O amigo que me acompanhava logo perguntou por que eu teria três motocicletas. Arquivei a idéia e fui para casa, convencido em termos práticos, mas com a 1200 na cabeça. Hoje revi a motoca pela internet e comecei a pensar no que faria se aterrisassem alguns milhões em minha conta. Continuaria a ter minhas duas motos, teria também a XR1200, uma Hayabusa, para deixar uns jaspions para trás nos domingos de manhã. Uma Electra Glide ou Goldwing, para me sentir num Dodge Dart. Uma BMW 1200 GS para ir ao Chile, uma Chopper para dar voltinha na Bandeirantes sábado à tarde e um Burgman 400 para ir trabalhar de lambretão. Obviamente que não teria tempo para andar nisso tudo, muito provavelmente me tornaria um assíduo freqüentador de lojas de bateria, mas olhar para todas essas motos na garagem valeria o trabalho.

Pensando nisso lembrei-me de alguns amigos que, com uma única e despretensiosa motocicleta, vivem o sonho do motociclismo em sua plenitude. Viajar, se hospedar naquelas espeluncas que deveriam ser multadas apenas por colocar a placa com o nome “hotel” à porta, comer churrasco 0800, dar risada com os amigos, dizer que o guitarrista da banda de sexta à noite, no encontro, tocava melhor que o David Gilmour. Lembrei-me de minhas melhores viagens. Todas envolviam gostar de pilotar minha própria moto, sendo que das quatro motos que tive, duas não fazem parte de minha atual lista de desejos, porém isto jamais tirou meu prazer em viajar.

Existem dois prazeres no motociclismo, ver e usar. Nós motociclistas amamos viajar, andar de moto, ainda que numa voltinha curta. Amamos também ver motocicletas, admira-las na loja, na rua, na estrada. Gostamos de ler testes de moto nas revistas, comentar sobre o ronco de um motor e a capacidade de fazer curvas de cada máquina que nos passa à frente. Ter uma coleção de motos traria a revista para dentro da garagem, tornar-me-ia o dono da concessionária, meu museu de portas fechadas, cheio de novidades.

É a velha máxima das festas, o melhor é sempre a espera, o sonho, o planejamento. Imaginar minha garagem, com uma daquelas velhas bombas de combustível finamente restaurada, um sem número de motocicletas lá dentro, meu quadro de ferramentas impecável, mistura a realidade ao sonho.

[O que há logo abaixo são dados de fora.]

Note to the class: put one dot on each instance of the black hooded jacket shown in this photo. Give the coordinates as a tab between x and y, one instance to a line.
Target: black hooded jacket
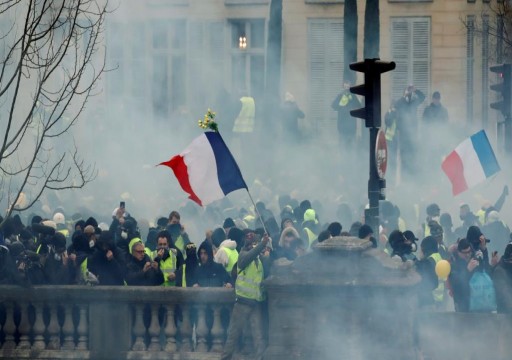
211	274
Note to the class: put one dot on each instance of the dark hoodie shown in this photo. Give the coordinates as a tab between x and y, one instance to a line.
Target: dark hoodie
190	267
211	274
502	277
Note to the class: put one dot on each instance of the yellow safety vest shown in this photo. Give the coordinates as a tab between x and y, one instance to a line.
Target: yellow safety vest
245	121
248	282
438	293
311	236
232	258
168	266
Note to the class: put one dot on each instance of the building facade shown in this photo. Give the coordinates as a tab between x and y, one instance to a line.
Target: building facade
183	56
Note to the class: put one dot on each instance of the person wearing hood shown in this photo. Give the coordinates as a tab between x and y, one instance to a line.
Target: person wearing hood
58	270
210	273
227	255
186	274
107	263
141	270
286	247
502	277
403	245
496	230
167	258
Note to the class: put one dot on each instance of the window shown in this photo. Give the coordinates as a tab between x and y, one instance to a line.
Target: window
410	49
168	39
485	70
325	43
470	61
248	56
127	83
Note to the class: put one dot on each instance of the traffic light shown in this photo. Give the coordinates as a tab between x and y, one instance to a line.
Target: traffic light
372	68
504	88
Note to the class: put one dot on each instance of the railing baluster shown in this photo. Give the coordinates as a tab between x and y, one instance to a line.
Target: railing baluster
68	330
9	327
53	329
38	328
170	330
201	329
186	329
154	329
82	328
217	330
24	327
138	328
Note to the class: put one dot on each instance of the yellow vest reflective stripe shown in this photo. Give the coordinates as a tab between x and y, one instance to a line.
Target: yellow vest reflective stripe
438	293
248	282
311	236
390	131
180	244
183	277
168	266
232	258
345	98
245	120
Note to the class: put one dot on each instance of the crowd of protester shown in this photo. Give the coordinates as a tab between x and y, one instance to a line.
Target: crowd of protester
64	249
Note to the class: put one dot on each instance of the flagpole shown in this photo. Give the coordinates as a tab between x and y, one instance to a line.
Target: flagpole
257	212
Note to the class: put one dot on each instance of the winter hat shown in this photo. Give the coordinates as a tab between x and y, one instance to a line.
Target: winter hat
409	235
310	215
433	210
473	234
59	218
364	231
228	223
493	216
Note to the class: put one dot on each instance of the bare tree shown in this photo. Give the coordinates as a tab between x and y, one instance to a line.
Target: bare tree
51	59
495	24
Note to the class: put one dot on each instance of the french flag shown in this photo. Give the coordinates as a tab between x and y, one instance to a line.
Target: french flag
206	169
470	163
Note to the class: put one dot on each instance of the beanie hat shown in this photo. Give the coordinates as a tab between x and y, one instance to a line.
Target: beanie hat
473	234
433	209
364	231
59	218
310	215
228	223
493	216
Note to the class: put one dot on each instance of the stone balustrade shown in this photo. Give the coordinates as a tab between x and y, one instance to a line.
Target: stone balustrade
77	322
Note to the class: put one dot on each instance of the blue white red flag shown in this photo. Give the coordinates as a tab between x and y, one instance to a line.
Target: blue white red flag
470	163
206	169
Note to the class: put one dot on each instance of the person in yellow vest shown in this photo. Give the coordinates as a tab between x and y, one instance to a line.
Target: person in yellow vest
167	258
253	266
342	104
390	133
309	227
431	289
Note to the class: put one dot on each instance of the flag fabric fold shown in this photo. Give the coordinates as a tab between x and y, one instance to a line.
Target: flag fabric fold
206	169
470	163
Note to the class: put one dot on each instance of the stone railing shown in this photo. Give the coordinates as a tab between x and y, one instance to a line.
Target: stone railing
76	322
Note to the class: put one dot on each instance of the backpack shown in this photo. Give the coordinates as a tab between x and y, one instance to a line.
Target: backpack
482	296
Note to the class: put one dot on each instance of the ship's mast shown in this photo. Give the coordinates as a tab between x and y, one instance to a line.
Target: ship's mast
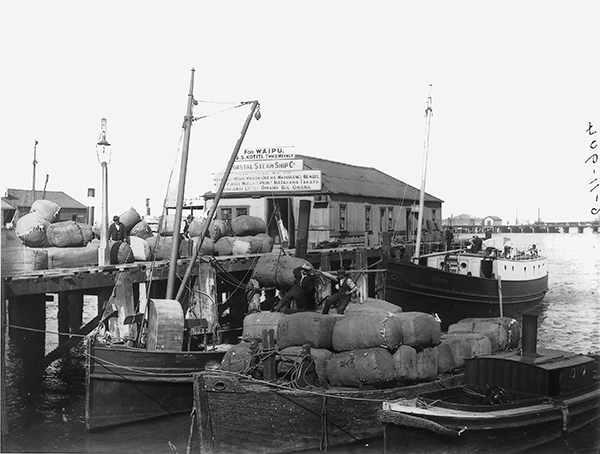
421	214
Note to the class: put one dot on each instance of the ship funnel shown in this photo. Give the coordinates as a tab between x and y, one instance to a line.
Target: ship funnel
529	337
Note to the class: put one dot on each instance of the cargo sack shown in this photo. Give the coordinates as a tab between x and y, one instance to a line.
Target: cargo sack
266	243
142	230
255	323
371	306
373	366
414	366
22	259
467	345
241	357
31	230
73	257
140	248
166	225
207	248
65	234
248	225
129	219
446	362
120	252
277	270
419	329
224	246
45	208
503	332
160	246
367	331
306	328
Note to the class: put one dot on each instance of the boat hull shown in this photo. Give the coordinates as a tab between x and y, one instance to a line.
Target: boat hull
126	385
455	296
495	430
238	415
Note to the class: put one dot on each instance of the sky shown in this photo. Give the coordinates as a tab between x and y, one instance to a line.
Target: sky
514	86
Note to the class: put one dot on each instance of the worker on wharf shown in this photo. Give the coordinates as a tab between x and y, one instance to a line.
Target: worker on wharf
340	300
302	291
116	231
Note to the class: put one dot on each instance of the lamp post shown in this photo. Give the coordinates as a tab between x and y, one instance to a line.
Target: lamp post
104	154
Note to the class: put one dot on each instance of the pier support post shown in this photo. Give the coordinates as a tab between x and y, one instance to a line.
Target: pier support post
360	263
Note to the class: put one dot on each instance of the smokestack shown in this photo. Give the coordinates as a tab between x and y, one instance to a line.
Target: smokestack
529	338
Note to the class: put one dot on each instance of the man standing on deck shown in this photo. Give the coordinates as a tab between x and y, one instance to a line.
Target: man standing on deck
347	288
302	291
116	231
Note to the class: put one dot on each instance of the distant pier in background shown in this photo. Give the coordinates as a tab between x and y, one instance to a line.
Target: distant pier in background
537	227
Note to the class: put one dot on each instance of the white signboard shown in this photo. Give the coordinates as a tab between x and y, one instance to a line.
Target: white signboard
258	154
273	164
279	181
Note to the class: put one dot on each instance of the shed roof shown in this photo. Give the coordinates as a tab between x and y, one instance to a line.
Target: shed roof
348	179
23	198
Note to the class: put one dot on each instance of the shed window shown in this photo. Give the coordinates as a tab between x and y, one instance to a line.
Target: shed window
343	217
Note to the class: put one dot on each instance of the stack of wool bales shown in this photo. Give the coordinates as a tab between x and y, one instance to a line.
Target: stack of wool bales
474	337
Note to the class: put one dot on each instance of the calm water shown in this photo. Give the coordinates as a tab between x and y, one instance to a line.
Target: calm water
48	416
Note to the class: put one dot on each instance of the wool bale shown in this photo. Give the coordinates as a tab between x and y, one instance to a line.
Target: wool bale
120	252
218	229
45	208
142	230
160	246
140	248
240	358
166	224
419	329
467	345
277	270
306	328
65	234
31	230
207	248
129	219
73	257
370	306
321	356
21	258
255	323
427	364
224	246
504	332
373	366
87	232
367	331
446	362
267	243
248	225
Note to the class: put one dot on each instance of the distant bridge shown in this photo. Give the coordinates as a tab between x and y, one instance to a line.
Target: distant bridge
538	227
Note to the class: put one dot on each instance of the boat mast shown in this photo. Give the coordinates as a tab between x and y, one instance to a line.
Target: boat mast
187	125
211	212
428	115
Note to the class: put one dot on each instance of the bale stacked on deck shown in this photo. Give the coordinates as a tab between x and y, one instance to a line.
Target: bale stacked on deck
255	323
303	328
503	332
73	257
277	270
31	230
370	306
373	366
46	209
248	226
366	331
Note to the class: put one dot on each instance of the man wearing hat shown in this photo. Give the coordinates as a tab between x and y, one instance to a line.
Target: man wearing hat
302	291
116	231
347	288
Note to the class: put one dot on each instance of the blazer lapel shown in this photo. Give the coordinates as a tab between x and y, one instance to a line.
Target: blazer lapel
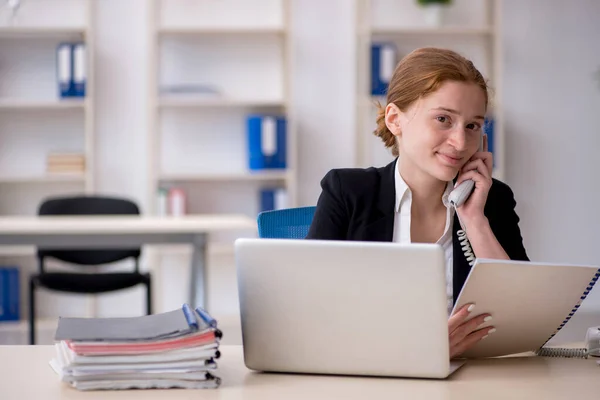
381	227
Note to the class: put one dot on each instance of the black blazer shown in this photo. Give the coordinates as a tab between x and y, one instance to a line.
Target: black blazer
358	204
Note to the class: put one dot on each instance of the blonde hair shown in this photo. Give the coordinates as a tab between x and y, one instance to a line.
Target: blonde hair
420	73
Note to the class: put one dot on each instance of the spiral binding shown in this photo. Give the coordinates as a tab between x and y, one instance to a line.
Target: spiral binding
587	291
562	352
466	247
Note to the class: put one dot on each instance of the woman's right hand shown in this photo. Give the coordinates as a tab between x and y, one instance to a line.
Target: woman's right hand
464	335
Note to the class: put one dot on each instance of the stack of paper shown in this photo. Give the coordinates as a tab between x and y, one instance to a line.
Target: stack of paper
176	349
65	163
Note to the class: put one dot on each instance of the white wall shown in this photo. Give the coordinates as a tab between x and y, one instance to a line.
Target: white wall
324	89
552	102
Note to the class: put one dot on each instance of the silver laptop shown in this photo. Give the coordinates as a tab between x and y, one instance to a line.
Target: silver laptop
343	307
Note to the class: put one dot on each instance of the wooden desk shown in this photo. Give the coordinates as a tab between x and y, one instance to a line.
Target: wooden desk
124	232
25	374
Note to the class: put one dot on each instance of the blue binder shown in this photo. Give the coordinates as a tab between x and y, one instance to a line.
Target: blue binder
9	294
383	63
64	69
79	69
266	142
488	128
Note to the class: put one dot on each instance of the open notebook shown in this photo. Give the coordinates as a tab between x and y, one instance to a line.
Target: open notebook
529	302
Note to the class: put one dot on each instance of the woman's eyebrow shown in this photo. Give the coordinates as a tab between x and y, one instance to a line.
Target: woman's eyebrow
450	110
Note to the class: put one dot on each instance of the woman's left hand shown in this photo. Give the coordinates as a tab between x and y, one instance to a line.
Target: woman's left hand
479	169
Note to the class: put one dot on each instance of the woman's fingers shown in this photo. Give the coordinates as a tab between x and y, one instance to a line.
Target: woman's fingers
470	340
466	328
459	317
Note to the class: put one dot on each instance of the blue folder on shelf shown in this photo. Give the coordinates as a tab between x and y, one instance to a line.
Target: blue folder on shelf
71	72
266	142
383	63
64	69
488	128
79	69
9	294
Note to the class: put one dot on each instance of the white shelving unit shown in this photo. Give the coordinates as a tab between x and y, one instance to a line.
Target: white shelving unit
471	28
34	120
239	49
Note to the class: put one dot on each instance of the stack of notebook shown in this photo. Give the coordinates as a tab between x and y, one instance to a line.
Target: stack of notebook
176	349
65	163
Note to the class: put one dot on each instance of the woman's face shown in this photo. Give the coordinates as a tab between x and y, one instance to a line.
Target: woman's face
439	133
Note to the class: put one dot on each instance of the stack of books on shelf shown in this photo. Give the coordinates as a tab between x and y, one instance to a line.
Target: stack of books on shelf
176	349
65	163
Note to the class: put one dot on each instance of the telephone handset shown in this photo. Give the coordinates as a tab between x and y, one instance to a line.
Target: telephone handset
461	193
457	197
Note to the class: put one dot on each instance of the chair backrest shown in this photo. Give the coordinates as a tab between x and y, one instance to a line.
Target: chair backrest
289	223
88	205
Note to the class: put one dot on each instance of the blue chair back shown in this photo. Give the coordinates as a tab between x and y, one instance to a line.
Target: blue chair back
289	223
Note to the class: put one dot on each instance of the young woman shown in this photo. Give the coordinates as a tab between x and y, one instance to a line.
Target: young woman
436	103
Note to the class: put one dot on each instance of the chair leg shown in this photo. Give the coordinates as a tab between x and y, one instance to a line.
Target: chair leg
32	311
149	295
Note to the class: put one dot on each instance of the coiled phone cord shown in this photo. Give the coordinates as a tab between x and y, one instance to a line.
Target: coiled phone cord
466	247
464	242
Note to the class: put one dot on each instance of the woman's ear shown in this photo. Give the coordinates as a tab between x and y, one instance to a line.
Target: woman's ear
392	119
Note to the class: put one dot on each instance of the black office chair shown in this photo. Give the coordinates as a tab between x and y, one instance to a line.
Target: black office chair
86	282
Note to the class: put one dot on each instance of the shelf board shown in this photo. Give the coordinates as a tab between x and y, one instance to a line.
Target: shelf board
40	32
28	104
49	178
16	251
229	177
191	102
447	30
185	31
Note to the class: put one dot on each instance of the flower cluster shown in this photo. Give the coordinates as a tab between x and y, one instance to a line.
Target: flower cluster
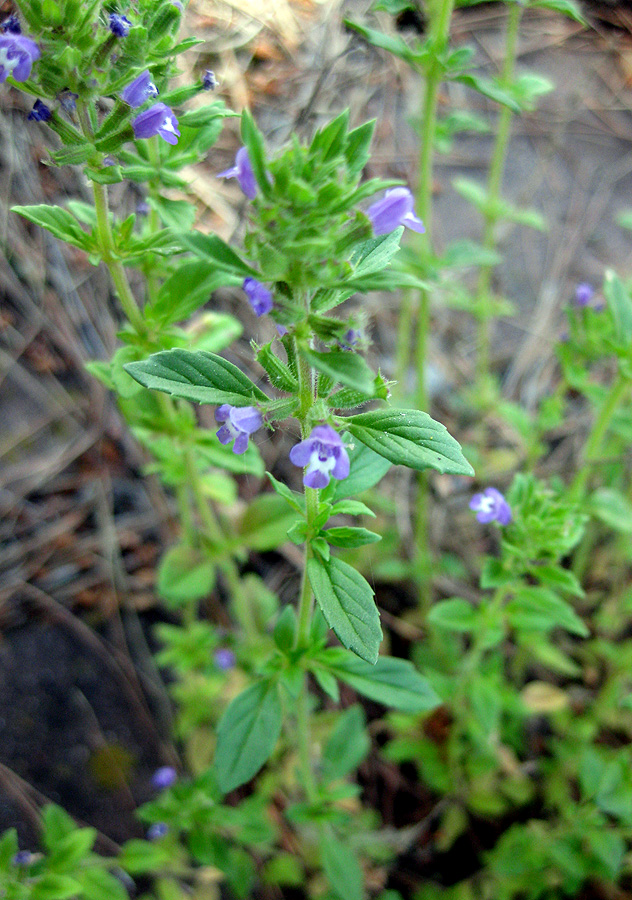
491	506
322	454
237	424
17	55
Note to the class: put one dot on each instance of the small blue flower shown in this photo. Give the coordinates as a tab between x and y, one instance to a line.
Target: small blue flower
11	25
158	119
258	295
139	90
323	454
237	424
491	506
39	113
209	81
224	659
584	293
242	171
17	55
119	25
394	209
164	777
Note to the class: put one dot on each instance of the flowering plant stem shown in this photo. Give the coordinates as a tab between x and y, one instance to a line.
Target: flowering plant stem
496	170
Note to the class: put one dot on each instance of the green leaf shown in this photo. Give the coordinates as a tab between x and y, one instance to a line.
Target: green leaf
59	222
455	614
393	682
539	609
375	255
350	536
247	734
409	438
346	600
196	375
187	289
612	508
341	867
185	574
343	366
620	303
347	746
366	468
266	521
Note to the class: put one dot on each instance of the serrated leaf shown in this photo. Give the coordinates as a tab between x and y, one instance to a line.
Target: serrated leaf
346	600
393	682
246	734
343	366
196	375
409	438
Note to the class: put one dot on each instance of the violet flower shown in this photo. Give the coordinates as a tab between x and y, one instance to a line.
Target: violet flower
139	90
237	424
17	55
224	658
11	25
119	25
491	506
209	81
323	454
39	113
258	295
583	294
158	119
164	777
242	171
394	209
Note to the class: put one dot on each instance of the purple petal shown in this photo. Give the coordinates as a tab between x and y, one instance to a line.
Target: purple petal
300	454
246	418
241	443
223	435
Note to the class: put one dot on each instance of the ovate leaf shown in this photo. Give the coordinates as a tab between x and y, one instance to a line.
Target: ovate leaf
409	437
346	600
247	734
196	375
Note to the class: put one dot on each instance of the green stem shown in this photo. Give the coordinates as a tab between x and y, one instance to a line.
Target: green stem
496	171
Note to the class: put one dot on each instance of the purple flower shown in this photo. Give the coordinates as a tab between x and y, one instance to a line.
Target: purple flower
140	89
158	119
17	55
119	25
238	423
164	777
157	830
324	454
242	171
224	658
39	113
394	209
491	506
209	81
258	295
583	294
11	25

Cria objetivos por vezes inalcançáveis como tempero da realidade deliciosa que é andar de moto. Nesse meio tempo viajo montado nas 1000 cilindradas da Varadero, aproveito a leveza da ximbiquinha. Curto as paisagens, os encontros, as horas de estrada, os papos com os amigos. Enquanto os milhões não chegam, vou namorando as motos em território alheio. Mas é bonita a danada da XR 1200...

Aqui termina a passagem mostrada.